The cache file at /run/vault-db-injector/nri/cache.json contains unwrapped credentials in cleartext, perms 0600 root:root, on tmpfs. The same posture applies to:

  • kubelet's projected service-account tokens at /var/lib/kubelet/pods/<UID>/volumes/kubernetes.io~projected/...
  • Any Secret mounted as a volume

A root-on-node attacker can already read /proc/<pid>/environ of every container, so the cache adds no new attack surface beyond what root already has. The cache is never on persistent disk (tmpfs) and never in backups (/run is excluded by every node backup tool).

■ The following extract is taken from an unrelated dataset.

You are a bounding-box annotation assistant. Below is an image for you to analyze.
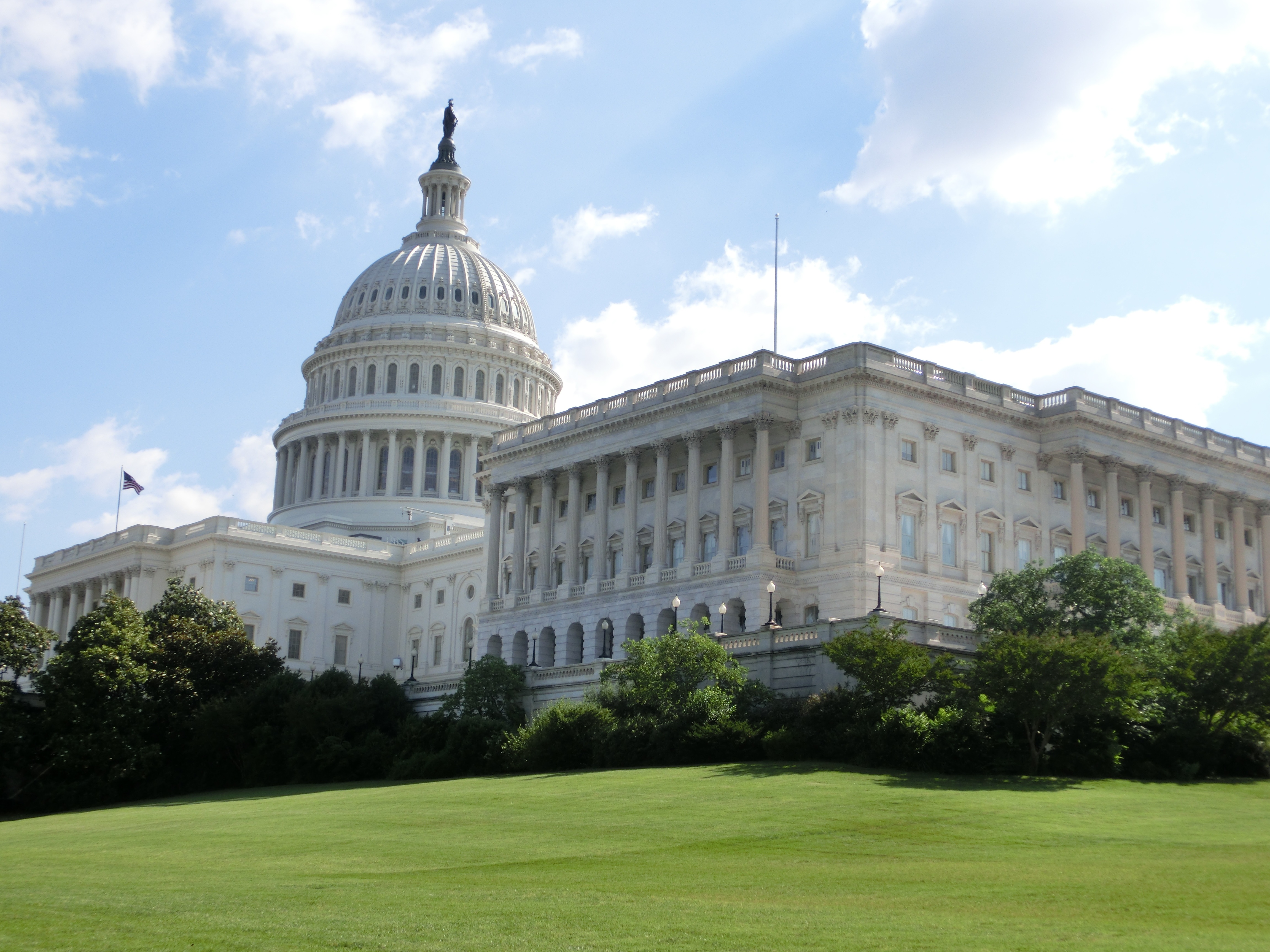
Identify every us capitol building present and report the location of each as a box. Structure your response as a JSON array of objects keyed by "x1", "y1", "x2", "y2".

A pod that mounts hostPath /run AND runs as UID 0 (root) can read the cache. PSA restricted and baseline profiles forbid hostPath mounts entirely, which is the recommended baseline for user namespaces. The Kyverno policy referenced above does not currently include /run/vault-db-injector because PSA covers it; if you must keep baseline off and root-on-pod allowed, extend the Kyverno policy manually.